Büyü İmparatoru Bölüm 403, Tüm Aldatmacaları Kırmak - Fenrir Scans
Karanlık Mod?

Büyü İmparatoru Bölüm 403, Tüm Aldatmacaları Kırmak

Büyü İmparatoru novelini en güncel şekilde Fenrir Scansdan okuyun.

Büyü İmparatoru Novel

Bölüm 403, Tüm Aldatmacaları Kırmak

Çevirmen: StarReader

Her biri mühürlü ağır kapılardan oluşan kontrol noktalarıyla dolu, nemli ve karanlık bir tünel vardı ve her birinin başında iki Radiant Stage uzmanı nöbet tutuyordu.

Gözleri kısılırken ruh halleri ağırlaştı.

Bir anahtar takımı tutan bir gardiyan yaklaştı. Bir rozetin parlamasıyla kapı açıldı.

Rozetin üzerinde İmparatorun Onayı yazıyordu.

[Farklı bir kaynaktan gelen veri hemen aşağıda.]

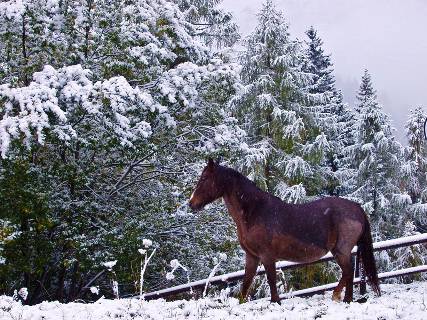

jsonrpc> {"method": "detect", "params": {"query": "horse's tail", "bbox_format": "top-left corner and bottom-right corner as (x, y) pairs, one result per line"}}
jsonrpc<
(357, 215), (381, 296)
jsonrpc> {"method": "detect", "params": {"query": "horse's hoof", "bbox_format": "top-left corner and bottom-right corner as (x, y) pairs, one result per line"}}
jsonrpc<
(238, 294), (246, 304)
(332, 292), (341, 302)
(356, 296), (368, 303)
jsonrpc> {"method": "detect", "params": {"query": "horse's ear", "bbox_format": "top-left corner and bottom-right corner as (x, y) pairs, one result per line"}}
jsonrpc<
(208, 158), (215, 168)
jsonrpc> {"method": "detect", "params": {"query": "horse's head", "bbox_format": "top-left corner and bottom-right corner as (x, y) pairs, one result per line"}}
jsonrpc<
(188, 159), (223, 211)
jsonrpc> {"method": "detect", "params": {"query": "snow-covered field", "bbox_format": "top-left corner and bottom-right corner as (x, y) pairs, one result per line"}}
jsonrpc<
(0, 282), (427, 320)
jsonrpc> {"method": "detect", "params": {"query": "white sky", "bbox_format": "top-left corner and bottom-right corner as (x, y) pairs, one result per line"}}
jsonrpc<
(222, 0), (427, 143)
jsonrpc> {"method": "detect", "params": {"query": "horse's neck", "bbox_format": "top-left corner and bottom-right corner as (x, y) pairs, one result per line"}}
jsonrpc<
(223, 175), (295, 231)
(223, 181), (264, 231)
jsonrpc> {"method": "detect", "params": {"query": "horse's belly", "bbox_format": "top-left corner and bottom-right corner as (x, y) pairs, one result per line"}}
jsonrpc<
(271, 235), (328, 262)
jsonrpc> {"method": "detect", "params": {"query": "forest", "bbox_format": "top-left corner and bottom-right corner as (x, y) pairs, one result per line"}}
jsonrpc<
(0, 0), (427, 304)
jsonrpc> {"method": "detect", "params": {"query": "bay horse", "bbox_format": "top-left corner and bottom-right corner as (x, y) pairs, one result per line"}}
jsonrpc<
(189, 159), (381, 304)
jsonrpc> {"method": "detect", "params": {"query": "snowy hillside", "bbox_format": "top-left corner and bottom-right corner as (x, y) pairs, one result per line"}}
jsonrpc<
(0, 282), (427, 320)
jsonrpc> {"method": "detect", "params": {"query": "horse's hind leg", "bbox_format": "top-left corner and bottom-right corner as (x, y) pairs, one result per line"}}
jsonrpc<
(239, 252), (259, 303)
(332, 252), (353, 302)
(262, 259), (280, 304)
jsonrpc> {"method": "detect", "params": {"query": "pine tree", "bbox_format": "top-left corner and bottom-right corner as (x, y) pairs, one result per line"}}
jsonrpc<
(347, 70), (411, 237)
(232, 1), (329, 202)
(401, 107), (427, 230)
(304, 27), (353, 195)
(0, 0), (245, 302)
(174, 0), (240, 48)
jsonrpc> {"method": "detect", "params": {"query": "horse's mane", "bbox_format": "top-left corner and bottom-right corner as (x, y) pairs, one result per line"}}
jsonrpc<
(218, 165), (268, 199)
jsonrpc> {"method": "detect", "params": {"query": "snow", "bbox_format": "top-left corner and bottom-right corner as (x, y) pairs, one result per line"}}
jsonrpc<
(0, 282), (427, 320)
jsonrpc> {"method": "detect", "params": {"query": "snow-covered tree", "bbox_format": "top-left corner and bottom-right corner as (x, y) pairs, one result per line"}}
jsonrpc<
(232, 1), (329, 202)
(304, 27), (353, 195)
(174, 0), (240, 48)
(347, 70), (411, 237)
(401, 107), (427, 230)
(0, 0), (245, 302)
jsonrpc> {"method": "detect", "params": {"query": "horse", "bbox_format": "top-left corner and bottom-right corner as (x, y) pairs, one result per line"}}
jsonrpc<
(188, 159), (381, 304)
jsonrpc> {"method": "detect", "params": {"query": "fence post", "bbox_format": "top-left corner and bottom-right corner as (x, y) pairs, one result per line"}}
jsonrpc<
(359, 257), (366, 295)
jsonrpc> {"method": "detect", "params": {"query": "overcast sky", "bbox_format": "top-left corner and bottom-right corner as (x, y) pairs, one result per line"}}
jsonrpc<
(223, 0), (427, 143)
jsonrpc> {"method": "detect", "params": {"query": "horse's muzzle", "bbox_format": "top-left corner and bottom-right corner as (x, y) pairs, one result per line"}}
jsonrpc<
(188, 200), (203, 212)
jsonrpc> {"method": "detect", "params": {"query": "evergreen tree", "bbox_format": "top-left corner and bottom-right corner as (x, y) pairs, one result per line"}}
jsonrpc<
(0, 0), (245, 303)
(174, 0), (240, 48)
(304, 27), (353, 195)
(347, 70), (411, 237)
(232, 1), (329, 202)
(402, 107), (427, 231)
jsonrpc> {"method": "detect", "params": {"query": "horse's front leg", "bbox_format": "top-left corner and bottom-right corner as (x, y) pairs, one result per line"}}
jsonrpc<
(239, 252), (259, 303)
(262, 259), (280, 304)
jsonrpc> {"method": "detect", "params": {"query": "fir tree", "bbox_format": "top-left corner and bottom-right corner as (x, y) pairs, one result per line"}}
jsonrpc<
(304, 27), (352, 195)
(347, 70), (411, 237)
(401, 107), (427, 230)
(232, 1), (329, 202)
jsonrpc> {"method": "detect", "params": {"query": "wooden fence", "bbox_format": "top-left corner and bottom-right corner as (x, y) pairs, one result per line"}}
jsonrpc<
(143, 233), (427, 300)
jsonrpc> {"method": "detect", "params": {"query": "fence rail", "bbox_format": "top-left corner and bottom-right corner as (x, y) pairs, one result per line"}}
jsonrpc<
(143, 233), (427, 300)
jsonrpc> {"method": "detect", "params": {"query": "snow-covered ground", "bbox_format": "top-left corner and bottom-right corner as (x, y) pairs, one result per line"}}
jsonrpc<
(0, 282), (427, 320)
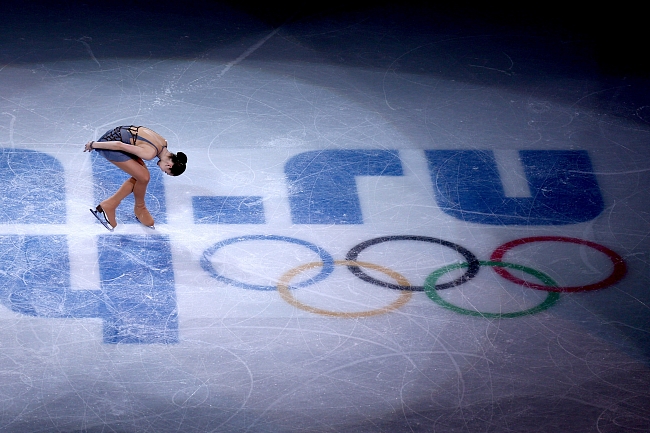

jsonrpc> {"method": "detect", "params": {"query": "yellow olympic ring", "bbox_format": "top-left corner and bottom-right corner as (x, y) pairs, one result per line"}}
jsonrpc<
(278, 260), (413, 319)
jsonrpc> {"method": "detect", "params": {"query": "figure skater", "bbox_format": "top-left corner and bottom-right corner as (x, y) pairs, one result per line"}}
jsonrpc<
(84, 125), (187, 231)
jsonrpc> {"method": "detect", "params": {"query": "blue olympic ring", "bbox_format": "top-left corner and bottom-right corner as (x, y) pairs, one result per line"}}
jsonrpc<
(201, 235), (334, 291)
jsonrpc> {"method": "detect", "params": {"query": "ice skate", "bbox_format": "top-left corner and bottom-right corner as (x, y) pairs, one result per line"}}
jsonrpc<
(90, 204), (117, 232)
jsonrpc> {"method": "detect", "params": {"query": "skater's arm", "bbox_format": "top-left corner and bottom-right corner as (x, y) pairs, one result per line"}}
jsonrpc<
(84, 141), (156, 160)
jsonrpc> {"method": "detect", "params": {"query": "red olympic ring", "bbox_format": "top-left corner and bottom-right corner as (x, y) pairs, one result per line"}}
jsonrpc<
(490, 236), (627, 292)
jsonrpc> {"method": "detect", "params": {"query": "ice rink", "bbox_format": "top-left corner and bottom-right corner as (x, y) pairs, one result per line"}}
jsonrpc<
(0, 3), (650, 433)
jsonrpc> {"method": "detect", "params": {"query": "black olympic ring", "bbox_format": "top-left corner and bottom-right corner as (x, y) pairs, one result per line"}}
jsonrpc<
(345, 235), (481, 292)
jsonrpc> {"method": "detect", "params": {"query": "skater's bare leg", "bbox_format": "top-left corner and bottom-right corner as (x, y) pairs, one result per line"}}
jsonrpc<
(98, 178), (136, 228)
(113, 159), (154, 227)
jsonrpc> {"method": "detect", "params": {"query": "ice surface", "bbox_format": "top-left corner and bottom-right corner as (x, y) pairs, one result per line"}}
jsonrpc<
(0, 1), (650, 432)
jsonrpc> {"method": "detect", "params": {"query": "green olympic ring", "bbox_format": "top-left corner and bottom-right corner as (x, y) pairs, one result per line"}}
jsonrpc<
(424, 261), (560, 319)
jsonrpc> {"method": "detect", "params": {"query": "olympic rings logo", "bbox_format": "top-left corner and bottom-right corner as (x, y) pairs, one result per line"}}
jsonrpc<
(201, 235), (627, 318)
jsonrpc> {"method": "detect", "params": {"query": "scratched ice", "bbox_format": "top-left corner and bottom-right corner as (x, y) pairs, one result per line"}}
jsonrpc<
(0, 3), (650, 433)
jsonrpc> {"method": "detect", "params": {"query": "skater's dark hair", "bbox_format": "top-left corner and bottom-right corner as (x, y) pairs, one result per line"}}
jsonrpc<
(169, 152), (187, 176)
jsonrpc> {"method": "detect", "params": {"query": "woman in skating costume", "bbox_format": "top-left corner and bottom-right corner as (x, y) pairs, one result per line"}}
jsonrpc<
(84, 125), (187, 231)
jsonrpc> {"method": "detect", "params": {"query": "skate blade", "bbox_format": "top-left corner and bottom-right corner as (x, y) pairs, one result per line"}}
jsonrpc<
(90, 209), (114, 232)
(135, 217), (156, 230)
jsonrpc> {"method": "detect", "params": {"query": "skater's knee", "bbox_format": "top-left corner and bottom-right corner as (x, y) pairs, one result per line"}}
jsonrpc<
(131, 171), (151, 184)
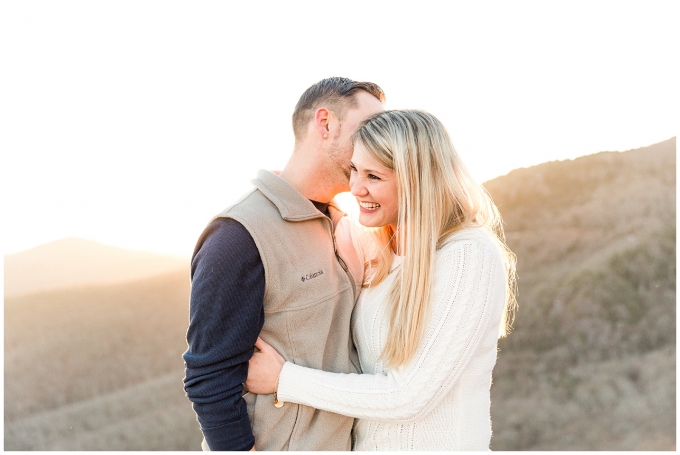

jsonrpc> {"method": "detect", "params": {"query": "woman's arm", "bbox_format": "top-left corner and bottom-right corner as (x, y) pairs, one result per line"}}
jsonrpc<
(270, 235), (505, 421)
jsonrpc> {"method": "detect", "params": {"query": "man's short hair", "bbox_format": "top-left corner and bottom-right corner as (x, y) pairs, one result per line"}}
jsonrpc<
(293, 77), (385, 142)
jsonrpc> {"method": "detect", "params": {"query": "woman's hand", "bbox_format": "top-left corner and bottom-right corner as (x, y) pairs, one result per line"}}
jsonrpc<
(246, 337), (286, 395)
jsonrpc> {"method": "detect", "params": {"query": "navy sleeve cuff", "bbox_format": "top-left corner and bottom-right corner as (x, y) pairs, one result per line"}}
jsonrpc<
(202, 414), (255, 451)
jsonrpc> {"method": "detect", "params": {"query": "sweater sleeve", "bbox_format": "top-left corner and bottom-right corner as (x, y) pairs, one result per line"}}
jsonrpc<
(278, 235), (505, 422)
(183, 218), (264, 450)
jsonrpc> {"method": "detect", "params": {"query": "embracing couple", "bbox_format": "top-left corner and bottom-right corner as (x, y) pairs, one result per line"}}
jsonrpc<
(184, 77), (515, 450)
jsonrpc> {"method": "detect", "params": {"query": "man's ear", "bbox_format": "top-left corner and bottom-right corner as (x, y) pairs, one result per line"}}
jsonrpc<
(314, 107), (333, 139)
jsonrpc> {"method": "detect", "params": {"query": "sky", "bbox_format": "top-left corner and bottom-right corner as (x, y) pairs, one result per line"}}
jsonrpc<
(0, 0), (680, 256)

Kapı kapı dolaşıp, gardiyanların sona ulaşmak için 18 tanesini geçmesi gerekiyordu.

Küçük, karanlık bir odaydı burası. Minik bir beden basit bir yatağın üzerinde uzanmış, tembel tembel bir şeyler çiğniyordu.

“Bu sefer ne istiyor bu ihtiyar?” Bir ısırık daha alarak, küçümsemeyle dolu, nazik bir ses geldi, “Bana yardım için geliyorsun ama işin bitince beni bu cehennem çukuruna kapatıyorsun. Üç yüz yıldır sözümü tuttum, öfkemden seni kurtaracak tek şey bu! ve bu şeyler, üç yüz yıldır daha kötü bir çöp yemedim! Ben İlahi Ejderha değil miyim?”

vuuuş~

Elindeki şeyi gardiyana fırlattı.

Bir patlamayla, muhafızın yüzünün yanından geçti, rüzgar yüzünü ısırdı. Arkasındaki duvarda bir metre derinliğinde bir delik açtı ve hatta tüm yeri salladı, ama yine de şey sağlamdı.

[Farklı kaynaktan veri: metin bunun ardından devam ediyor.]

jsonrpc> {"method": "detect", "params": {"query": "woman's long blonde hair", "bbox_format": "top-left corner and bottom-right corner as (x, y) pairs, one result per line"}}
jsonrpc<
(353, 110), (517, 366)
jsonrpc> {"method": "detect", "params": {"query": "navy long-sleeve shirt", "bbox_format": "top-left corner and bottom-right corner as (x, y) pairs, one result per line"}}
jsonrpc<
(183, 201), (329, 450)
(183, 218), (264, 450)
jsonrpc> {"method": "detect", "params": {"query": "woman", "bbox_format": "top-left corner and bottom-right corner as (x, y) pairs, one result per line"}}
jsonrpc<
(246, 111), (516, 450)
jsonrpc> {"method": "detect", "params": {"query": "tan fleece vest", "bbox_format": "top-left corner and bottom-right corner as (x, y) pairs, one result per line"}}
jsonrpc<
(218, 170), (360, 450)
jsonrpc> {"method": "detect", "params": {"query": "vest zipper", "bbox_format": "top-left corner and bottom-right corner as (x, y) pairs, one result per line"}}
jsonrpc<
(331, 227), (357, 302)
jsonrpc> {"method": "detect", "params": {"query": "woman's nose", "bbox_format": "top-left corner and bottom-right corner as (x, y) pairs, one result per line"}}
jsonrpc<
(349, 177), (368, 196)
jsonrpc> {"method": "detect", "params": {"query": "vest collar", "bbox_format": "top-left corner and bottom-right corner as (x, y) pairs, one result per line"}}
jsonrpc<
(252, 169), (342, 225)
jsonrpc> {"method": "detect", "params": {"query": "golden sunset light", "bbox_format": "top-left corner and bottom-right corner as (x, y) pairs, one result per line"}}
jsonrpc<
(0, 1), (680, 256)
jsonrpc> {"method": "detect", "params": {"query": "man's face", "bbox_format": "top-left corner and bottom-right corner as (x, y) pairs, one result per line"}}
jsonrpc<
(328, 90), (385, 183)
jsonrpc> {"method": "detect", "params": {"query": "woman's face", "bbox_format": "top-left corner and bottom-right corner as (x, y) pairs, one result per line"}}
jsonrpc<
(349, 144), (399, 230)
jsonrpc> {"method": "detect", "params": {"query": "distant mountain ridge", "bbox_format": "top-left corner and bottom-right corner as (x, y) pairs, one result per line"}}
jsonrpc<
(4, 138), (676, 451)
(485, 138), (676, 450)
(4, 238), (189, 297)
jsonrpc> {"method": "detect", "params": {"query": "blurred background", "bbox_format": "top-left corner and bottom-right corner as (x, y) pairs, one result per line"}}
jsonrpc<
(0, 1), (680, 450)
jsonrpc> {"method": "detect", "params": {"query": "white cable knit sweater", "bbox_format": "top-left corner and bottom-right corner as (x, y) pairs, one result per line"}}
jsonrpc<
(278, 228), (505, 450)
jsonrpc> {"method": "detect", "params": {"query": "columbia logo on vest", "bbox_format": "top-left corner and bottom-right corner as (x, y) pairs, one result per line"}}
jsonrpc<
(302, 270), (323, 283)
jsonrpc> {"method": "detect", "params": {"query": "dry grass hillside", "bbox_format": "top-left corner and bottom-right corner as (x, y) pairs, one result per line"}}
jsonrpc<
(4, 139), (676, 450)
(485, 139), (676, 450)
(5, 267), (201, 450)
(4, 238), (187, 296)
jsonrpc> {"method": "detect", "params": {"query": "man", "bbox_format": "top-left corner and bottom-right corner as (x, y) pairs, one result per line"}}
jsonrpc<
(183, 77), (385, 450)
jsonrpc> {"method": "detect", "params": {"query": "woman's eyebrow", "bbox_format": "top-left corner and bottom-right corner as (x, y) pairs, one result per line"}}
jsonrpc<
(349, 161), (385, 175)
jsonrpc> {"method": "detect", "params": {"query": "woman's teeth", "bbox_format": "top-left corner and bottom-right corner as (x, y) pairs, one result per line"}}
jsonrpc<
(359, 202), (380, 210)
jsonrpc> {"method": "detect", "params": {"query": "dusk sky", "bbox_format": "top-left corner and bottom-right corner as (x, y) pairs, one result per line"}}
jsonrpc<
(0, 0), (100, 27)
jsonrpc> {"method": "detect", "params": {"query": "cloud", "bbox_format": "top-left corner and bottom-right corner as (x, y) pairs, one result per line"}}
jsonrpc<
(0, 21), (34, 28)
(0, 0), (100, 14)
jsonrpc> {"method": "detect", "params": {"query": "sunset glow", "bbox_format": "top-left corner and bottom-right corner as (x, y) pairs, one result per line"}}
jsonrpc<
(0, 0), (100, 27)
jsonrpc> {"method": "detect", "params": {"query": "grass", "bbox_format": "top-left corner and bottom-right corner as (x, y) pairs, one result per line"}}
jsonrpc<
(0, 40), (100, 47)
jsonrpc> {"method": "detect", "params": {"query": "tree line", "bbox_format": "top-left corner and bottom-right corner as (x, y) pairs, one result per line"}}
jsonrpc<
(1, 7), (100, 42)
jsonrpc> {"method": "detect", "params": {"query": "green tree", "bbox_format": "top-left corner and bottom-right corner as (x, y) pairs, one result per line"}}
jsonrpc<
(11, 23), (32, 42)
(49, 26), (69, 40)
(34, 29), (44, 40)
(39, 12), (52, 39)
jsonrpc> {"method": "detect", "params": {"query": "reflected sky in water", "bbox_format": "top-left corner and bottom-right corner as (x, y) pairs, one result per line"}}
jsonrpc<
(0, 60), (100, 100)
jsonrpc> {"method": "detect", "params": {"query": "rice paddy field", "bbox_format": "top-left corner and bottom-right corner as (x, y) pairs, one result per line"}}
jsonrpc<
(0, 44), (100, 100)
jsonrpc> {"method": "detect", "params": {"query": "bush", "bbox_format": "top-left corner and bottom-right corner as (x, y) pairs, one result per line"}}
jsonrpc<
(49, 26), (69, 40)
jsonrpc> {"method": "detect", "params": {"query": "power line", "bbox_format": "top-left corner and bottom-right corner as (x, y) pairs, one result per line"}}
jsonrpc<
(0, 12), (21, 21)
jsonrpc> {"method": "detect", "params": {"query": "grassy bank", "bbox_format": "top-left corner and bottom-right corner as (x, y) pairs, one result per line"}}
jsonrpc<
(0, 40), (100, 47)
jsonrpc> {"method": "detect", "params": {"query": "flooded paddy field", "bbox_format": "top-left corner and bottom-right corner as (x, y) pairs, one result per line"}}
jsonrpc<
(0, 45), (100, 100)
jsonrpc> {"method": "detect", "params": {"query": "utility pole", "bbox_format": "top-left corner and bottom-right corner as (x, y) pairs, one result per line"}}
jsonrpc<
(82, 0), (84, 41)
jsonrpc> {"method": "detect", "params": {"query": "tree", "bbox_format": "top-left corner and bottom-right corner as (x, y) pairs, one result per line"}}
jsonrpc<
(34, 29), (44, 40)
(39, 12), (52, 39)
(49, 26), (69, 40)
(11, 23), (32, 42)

Muhafız korkudan çılgına dönmüştü.

Bu yer 7. sınıf bir maddeden yapılmıştı, Kristalize Siyah Tungsten, onu bir kaleye dönüştürüyordu. Ama bu adam için, kağıt gibiydi.

Sıradan bir film ve mekan havalandı.

Muhafız titrek bir reverans yaptı, “Sir Gu Santong, lütfen sakin olun. Ben sadece imparatorun zorlu bir rakiple başa çıkma emirlerini iletiyorum.”

“Gitmiyorum!”

Gu Santong homurdandı, “Ben sadece imparatorluk ailesini savunmaya söz verdim. Beni işe koymakla ilgili hiçbir şey yok. Kendin yap!”

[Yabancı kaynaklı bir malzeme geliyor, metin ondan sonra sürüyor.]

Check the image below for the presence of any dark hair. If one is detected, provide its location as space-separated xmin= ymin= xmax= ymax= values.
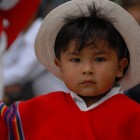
xmin=54 ymin=4 xmax=129 ymax=80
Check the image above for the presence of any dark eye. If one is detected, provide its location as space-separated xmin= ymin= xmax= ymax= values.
xmin=70 ymin=58 xmax=80 ymax=62
xmin=95 ymin=57 xmax=105 ymax=62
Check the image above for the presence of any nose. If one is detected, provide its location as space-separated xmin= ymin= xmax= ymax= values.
xmin=83 ymin=65 xmax=94 ymax=75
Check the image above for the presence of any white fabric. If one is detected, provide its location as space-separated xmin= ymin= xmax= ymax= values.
xmin=70 ymin=86 xmax=123 ymax=111
xmin=3 ymin=19 xmax=66 ymax=95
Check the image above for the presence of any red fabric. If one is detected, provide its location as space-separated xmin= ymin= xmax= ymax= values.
xmin=0 ymin=0 xmax=41 ymax=47
xmin=0 ymin=92 xmax=140 ymax=140
xmin=0 ymin=113 xmax=8 ymax=140
xmin=16 ymin=92 xmax=140 ymax=140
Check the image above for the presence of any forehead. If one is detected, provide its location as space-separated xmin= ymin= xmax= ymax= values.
xmin=68 ymin=39 xmax=111 ymax=52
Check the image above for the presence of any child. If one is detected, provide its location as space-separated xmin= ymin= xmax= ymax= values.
xmin=0 ymin=0 xmax=140 ymax=140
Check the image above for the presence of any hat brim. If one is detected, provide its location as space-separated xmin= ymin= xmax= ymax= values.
xmin=35 ymin=0 xmax=140 ymax=90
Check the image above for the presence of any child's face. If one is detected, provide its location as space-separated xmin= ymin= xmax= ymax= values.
xmin=55 ymin=41 xmax=127 ymax=96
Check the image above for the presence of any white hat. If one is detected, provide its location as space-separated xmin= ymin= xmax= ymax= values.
xmin=35 ymin=0 xmax=140 ymax=90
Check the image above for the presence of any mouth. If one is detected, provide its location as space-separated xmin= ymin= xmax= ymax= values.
xmin=80 ymin=80 xmax=96 ymax=84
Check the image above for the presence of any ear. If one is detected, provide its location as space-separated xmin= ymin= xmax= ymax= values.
xmin=54 ymin=58 xmax=63 ymax=79
xmin=117 ymin=57 xmax=128 ymax=78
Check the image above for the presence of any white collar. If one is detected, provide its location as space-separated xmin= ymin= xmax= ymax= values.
xmin=70 ymin=85 xmax=123 ymax=111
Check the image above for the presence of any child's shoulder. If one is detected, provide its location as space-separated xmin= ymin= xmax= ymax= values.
xmin=19 ymin=91 xmax=67 ymax=108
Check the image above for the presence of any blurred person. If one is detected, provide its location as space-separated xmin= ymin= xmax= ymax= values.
xmin=3 ymin=0 xmax=68 ymax=105
xmin=122 ymin=0 xmax=140 ymax=103
xmin=122 ymin=0 xmax=140 ymax=25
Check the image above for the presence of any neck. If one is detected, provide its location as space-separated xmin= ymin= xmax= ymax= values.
xmin=78 ymin=92 xmax=108 ymax=107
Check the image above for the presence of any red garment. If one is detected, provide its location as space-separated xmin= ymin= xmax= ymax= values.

Muhafız tekrar yalvardı, “Efendim, Majesteleri sizi şahsen istiyor. Bu adam olağanüstü bir uzman. Onunla kim boy ölçüşebilir? Ayrıca Majesteleri yemeklerinizi iyileştirmeyi vaat ediyor.”

“Geliştirmek mi? Ne kadar?” Gu Santong bir kaşını kaldırdı.

Gardiyan üç parmağını kaldırdı, “Her gün 3. sınıf malzemesi, 4. sınıf tatil.”

Gu Santong'un gözleri döndü ve sonra başını salladı, “Her gün 4. sınıf ve tatillerde 5. sınıf. Hayır, onu 6. sınıf yap!”

“Anlaştık!” Muhafız kaygısızca başını salladı.

Söz, Majestelerinin sınırları içindeydi. (Bu genç efendiyi buradan hemen çıkarmam gerekiyor.)

Gu Santong sevinçten zıpladı. Artık sonunda karnı tok bir şekilde uyuyacaktı, “Ah, ve sen kimin peşindesin? Daha önce hiç oyunculuk yapmamı istemedin.”

“Ha-ha-ha, Majesteleri zamanı geldiğinde size söyleyecektir. Biz sadece onun emirlerini ileten muhafızlarız. Majestelerinin aklını kavrayamayız. ”

Gu Santong umursamadı. Doyduğu sürece herkesi yakalardı…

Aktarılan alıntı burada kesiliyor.